Giuseppe c’entra pure, ma l’opera fu tutta di Francesco perché Giuseppe è uno stolto! – e senza aggiungere altro si allontanano tutti e quattro in direzione dell’aia di Francesco Sapia.
– Avete ammazzato Ollitro, lasciatelo stare a quell’altro… perdonatelo – balbetta La Via prima di vederli sparire in mezzo a un gruppo di alberi.
La notte tra il 17 e il 18 agosto 1850 anche i fratelli Giuseppe e Pietro Carmine Gagliardi stanno dormendo della grossa dopo aver travagliato tutto il giorno per la trebiatura del grano in contrada Cognale del Forno. Con loro c’è anche il proprietario del grano, loro cognato, Francesco Sapia. I tre sono stesi su di un cumulo di paglia uno accanto all’altro: i fratelli Gagliardi ai lati e Sapia al centro.
La detonazione, proprio accanto alle loro orecchie, fa mettere a sedere i fratelli Gagliardi con gli occhi sbarrati. Ci vogliono solo pochi secondi perché riescano a mettere a fuoco le sagome di quattro uomini che si stagliano nella luce della luna alle loro spalle. Uno dei quattro, piegato in avanti verso i Gagliardi, ha chiaramente una pistola in mano, ma non la sta puntando contro nessuno dei due. Piuttosto la sta puntando verso Francesco Sapia. I due fratelli istintivamente si girano verso il loro cognato ma non lo vedono seduto e sveglio come loro due: sembra che la detonazione non lo abbia disturbato affatto dal suo sonno.
L’uomo piegato e con la pistola in mano adesso è chiaro che ce l’ha con Sapia perché gli domanda, come per prenderlo in giro:
Dove ti ha preso il colpo?
Su la zinna… – risponde Sapia con un filo di voce. I fratelli Gagliardi si guardano negli occhi spalancando la bocca per la sorpresa, mentre Sapia comincia a piangere e poi, con voce appena intelligibile e fioca, chiede all’uomo con la pistola:
– Perché mi avete sparato? Non vi ho fatto niente… – nessuno gli risponde e i fratelli Gagliardi adesso tremano di paura temendo che possa toccare loro la stessa sorte. Uno degli sconosciuti, accortosi di ciò, li tranquillizza:
Non abbiate paura, però un di voi che vada subbito subbito a trovare i bovi di costui e li conduca qui se non volete essere massacrati anche voi!
Giuseppe Gagliardi salta in piedi e fa cenno agli uomini che andrà lui a prendere i buoi e si allontana.
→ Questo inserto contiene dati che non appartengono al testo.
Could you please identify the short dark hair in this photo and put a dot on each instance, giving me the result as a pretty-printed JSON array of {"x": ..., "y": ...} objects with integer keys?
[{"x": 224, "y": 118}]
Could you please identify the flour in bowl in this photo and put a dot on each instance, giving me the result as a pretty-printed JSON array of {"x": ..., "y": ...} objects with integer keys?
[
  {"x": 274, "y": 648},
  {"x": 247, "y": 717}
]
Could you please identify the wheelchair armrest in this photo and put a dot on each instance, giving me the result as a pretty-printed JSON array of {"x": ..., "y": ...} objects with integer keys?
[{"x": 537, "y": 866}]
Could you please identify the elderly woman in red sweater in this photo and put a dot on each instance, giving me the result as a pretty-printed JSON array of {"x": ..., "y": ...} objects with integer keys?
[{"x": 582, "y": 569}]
Ci mette solo pochi minuti a tornare indietro tenendo i due grossi animali ma, prima di affacciarsi sull’aia dove sono riuniti assalitori e prigionieri, sente due detonazioni di fucile. Il timore che quegli uomini abbiano potuto sparare anche a suo fratello è grande e gli fa piegare le ginocchia, ma si fa forza e strattona i buoi per farli andare più veloci e poter vedere, quindi, cosa diavolo sta accadendo.
I colpi, come uno degli uomini aveva promesso, non sono stati indirizzati contro Pietro Carmine Gagliardi, ma sono serviti per mettere fine all’esistenza di Francesco Sapia. Giuseppe Gagliardi, appena si affaccia sull’aia con i buoi al seguito ha il tempo di assistere allo scempio del cadavere di suo cognato: uno degli uomini con un colpo di scure, violento e ben assestato, lo decapita!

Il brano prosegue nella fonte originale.